Strangely enough, this type of facial deformity is available during character creation in the newish MMO Star Wars: The Old Republic. Though how the residents of a galaxy situated 'Long, long ago, in a galaxy far, far away' would have happened to hear of the Glasgow Smile is anyone's guess. CynicalFelidae (talk) 08:31, 16 January 2012 (UTC)

Norwegian street gangs in London?[edit]

Is there such a thing? In Chelsea?

Bleed to death?[edit]

From what I learned in EMT school, there is not enough blood coming to the head for you to bleed to death. Indeed Wikipedia says that it takes at least one third of the blood lost for a person to bleed to death- which sounds unlikely for a face cut involving no major arteries. http://en.wikipedia.org/wiki/Bleeding_to_death — Preceding unsigned comment added by 85.65.160.114 (talk) 00:08, 2 August 2012 (UTC)

Also, I very much doubt that you could produce a scar reaching from the corner of the mouth to the ear by the method proposed, human skin being both too tough and too elastic. I can't gape wide enough to stretch my skin to anything close to tearing, and I haven't even had the corners of my mouth slit. //erik.bramsen.copenhagen — Preceding unsigned comment added by 109.57.244.161 (talk) 22:53, 30 December 2014 (UTC)

"exsanguination"?[edit]

"exsanguination"? come on. i don't think that i need to look it up, but why not go with plain old "blood loss"? — Preceding unsigned comment added by 98.229.9.117 (talk) 23:10, 10 April 2013 (UTC)

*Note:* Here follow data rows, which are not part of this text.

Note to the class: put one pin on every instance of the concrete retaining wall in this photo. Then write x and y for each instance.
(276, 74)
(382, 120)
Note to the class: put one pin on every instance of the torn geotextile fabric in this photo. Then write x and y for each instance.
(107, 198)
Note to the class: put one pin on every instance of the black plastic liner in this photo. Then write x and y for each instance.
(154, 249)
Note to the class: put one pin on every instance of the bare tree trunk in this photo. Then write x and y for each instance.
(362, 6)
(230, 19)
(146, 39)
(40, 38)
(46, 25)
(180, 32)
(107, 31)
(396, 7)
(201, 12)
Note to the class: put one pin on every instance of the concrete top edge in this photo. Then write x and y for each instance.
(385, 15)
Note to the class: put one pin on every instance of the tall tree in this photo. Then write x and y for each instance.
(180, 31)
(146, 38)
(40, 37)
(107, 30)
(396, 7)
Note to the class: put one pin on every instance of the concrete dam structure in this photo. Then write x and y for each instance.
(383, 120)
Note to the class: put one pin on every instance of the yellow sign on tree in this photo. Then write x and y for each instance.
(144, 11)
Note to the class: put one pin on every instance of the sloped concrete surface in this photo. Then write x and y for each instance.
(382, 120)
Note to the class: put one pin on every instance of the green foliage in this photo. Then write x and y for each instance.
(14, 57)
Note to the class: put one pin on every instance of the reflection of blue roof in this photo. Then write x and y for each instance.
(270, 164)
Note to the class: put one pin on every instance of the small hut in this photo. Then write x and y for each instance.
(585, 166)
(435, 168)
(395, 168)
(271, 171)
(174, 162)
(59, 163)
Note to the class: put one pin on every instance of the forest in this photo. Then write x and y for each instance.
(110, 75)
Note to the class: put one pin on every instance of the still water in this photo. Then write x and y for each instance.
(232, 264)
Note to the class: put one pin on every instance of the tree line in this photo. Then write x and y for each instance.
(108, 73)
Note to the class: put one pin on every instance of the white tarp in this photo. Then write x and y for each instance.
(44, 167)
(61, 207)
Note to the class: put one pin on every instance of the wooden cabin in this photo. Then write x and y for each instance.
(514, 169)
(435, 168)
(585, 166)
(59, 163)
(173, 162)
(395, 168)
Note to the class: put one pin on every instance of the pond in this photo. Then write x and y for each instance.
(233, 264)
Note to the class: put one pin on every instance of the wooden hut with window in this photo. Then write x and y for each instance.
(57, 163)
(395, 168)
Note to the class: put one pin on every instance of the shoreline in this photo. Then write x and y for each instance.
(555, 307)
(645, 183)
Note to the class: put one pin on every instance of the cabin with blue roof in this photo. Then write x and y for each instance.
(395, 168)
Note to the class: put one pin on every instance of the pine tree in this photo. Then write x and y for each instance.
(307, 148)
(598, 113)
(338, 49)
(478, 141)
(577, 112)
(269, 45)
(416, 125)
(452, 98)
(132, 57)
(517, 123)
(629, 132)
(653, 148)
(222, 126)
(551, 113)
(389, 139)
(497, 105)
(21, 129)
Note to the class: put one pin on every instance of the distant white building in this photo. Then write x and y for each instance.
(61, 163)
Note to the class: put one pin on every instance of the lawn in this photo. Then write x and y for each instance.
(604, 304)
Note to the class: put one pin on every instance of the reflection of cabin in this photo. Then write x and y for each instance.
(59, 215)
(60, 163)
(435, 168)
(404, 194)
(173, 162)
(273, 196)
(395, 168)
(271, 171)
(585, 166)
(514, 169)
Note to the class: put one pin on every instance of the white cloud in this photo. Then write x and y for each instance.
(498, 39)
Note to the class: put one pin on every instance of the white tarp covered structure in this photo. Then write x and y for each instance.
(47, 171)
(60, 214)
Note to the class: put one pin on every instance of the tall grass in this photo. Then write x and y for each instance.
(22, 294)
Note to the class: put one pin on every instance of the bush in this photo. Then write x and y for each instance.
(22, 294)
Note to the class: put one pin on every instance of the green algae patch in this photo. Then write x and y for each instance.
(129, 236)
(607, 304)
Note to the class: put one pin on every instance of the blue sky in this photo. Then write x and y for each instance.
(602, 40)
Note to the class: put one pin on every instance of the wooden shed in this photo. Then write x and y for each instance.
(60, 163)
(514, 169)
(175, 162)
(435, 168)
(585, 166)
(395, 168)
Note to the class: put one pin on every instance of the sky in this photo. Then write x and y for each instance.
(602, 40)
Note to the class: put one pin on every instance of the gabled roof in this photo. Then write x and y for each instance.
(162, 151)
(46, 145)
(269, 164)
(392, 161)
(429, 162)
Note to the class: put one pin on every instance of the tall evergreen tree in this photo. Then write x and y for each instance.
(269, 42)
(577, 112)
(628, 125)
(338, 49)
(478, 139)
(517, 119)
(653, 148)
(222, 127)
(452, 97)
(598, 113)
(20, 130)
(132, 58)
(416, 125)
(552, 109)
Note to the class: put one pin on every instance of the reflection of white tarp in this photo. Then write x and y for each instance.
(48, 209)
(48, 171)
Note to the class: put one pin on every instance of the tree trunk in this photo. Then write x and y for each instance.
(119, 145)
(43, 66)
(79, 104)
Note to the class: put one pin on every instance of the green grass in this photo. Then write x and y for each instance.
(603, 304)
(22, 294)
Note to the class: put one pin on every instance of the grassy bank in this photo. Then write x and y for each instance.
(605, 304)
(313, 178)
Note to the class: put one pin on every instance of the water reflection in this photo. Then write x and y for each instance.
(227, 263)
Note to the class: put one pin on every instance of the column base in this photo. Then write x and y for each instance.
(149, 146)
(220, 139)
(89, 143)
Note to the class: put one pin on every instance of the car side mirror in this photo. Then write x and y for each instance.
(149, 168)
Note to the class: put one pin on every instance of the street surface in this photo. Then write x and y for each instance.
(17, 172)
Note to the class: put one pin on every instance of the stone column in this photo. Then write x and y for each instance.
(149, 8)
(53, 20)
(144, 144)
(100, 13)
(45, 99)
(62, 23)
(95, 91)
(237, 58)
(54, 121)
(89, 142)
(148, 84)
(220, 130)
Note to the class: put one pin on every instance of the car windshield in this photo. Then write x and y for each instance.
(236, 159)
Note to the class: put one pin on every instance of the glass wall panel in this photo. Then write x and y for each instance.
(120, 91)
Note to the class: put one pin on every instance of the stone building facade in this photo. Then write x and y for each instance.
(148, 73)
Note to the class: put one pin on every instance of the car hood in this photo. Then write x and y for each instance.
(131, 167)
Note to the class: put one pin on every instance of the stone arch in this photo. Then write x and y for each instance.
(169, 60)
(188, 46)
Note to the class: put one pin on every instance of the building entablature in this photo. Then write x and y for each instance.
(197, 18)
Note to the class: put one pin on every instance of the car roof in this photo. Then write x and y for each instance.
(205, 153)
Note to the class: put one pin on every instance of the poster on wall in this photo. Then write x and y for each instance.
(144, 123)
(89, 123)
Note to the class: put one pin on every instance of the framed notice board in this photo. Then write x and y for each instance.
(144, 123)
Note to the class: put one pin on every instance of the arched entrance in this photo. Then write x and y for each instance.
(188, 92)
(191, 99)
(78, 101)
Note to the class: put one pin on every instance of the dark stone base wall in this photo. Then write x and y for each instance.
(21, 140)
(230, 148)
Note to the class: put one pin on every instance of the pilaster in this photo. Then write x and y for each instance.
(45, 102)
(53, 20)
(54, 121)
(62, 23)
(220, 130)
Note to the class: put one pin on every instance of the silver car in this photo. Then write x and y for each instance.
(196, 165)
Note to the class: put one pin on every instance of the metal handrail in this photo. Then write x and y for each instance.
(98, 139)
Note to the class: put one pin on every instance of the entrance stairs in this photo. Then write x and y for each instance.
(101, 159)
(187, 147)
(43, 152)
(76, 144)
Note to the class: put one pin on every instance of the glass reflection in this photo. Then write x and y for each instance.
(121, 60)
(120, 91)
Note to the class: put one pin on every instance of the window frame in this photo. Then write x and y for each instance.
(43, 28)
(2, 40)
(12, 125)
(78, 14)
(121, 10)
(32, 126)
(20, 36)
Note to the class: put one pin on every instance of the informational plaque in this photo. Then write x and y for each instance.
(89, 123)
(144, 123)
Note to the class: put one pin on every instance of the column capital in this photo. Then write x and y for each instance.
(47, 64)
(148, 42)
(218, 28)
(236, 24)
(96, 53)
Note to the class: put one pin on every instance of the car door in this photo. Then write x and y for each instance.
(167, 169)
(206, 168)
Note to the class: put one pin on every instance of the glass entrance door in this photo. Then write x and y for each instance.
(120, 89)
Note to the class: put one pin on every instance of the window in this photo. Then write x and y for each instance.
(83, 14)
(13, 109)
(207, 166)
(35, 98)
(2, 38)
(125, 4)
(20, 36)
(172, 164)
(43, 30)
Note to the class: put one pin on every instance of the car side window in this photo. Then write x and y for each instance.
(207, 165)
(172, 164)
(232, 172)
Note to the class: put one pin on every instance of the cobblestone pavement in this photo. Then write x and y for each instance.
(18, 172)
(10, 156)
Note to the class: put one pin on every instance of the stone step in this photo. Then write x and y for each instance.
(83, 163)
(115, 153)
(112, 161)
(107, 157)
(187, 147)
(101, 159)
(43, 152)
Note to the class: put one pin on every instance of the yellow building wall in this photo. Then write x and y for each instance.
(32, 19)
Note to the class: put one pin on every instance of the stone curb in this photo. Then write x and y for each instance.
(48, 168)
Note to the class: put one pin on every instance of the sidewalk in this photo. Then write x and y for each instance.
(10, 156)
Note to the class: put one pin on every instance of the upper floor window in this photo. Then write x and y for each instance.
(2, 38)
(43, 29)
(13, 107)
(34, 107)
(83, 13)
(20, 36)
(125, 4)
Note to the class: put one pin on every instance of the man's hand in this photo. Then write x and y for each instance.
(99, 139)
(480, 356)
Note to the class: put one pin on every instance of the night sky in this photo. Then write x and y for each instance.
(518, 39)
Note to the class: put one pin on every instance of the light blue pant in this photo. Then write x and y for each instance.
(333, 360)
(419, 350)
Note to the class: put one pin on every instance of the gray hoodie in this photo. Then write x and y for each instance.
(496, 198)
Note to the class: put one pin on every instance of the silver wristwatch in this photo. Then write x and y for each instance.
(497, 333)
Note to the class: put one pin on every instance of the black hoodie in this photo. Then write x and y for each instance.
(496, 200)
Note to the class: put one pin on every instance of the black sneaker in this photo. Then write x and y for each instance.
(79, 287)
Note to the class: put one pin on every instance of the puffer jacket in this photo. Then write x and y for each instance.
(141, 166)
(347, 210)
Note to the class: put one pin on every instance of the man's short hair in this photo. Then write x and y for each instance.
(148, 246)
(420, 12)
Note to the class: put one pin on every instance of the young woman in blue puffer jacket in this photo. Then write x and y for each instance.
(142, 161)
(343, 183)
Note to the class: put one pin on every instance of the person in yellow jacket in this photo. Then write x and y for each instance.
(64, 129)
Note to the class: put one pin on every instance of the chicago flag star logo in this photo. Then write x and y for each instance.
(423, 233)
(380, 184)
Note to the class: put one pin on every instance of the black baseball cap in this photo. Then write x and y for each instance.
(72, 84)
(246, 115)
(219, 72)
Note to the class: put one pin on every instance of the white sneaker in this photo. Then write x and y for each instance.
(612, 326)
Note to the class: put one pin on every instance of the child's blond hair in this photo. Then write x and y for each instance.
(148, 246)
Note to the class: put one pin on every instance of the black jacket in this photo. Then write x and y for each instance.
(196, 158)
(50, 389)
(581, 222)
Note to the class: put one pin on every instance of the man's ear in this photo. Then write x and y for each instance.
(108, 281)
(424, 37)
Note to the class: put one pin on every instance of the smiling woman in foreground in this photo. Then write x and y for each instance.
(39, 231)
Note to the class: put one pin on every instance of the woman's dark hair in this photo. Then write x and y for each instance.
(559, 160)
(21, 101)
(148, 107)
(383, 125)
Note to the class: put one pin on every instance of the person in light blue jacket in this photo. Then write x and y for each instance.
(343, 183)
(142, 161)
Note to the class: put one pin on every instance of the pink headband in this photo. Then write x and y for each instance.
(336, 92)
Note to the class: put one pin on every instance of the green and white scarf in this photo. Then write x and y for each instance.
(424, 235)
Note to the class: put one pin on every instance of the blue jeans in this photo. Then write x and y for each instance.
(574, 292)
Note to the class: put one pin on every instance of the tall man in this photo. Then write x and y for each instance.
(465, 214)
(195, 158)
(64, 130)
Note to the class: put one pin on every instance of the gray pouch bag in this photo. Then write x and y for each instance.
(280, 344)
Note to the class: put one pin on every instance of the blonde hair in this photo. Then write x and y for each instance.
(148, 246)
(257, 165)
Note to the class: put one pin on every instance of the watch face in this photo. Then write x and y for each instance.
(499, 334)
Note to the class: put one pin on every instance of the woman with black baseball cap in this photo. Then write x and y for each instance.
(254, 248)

The Man Who Laughs (1928 film)[edit]

The titular character in this film does not have a glasgow smile. He has a permanent freakish grin but no scars. Proof can be seen here, 52 minutes in. http://www.youtube.com/watch?v=zCD7YgK2Adk — Preceding unsigned comment added by 24.36.119.130 (talk) 06:39, 21 November 2013 (UTC)

Credit card[edit]

I've heard of a variation of this where a credit card or similar object is used to create the scars. The card is placed horizontally either between the lips or front teeth and is then punched in. Alternatively the card is placed in the victims mouth and the victim is then punched or kicked in the stomach or testicles, forcing them to scream, apparently this forces a cut but I don't see how. --92.232.49.38 (talk) 05:37, 25 February 2015 (UTC)

Hoax[edit]

It has been suggested that the 2nd part of the chelsea grin is actually a hoax and it seems reasonable: Making the victim scream by adding additional violence should not cause the cheek incisions to extend because even with a wide open mouth there is not enough stretch of the cheek to cause further rupture. It would make the most sense that the scars seen on Chelsea grin victims are "just" the initially performed cutting or by additional force applied to the cheek manually by the attacker.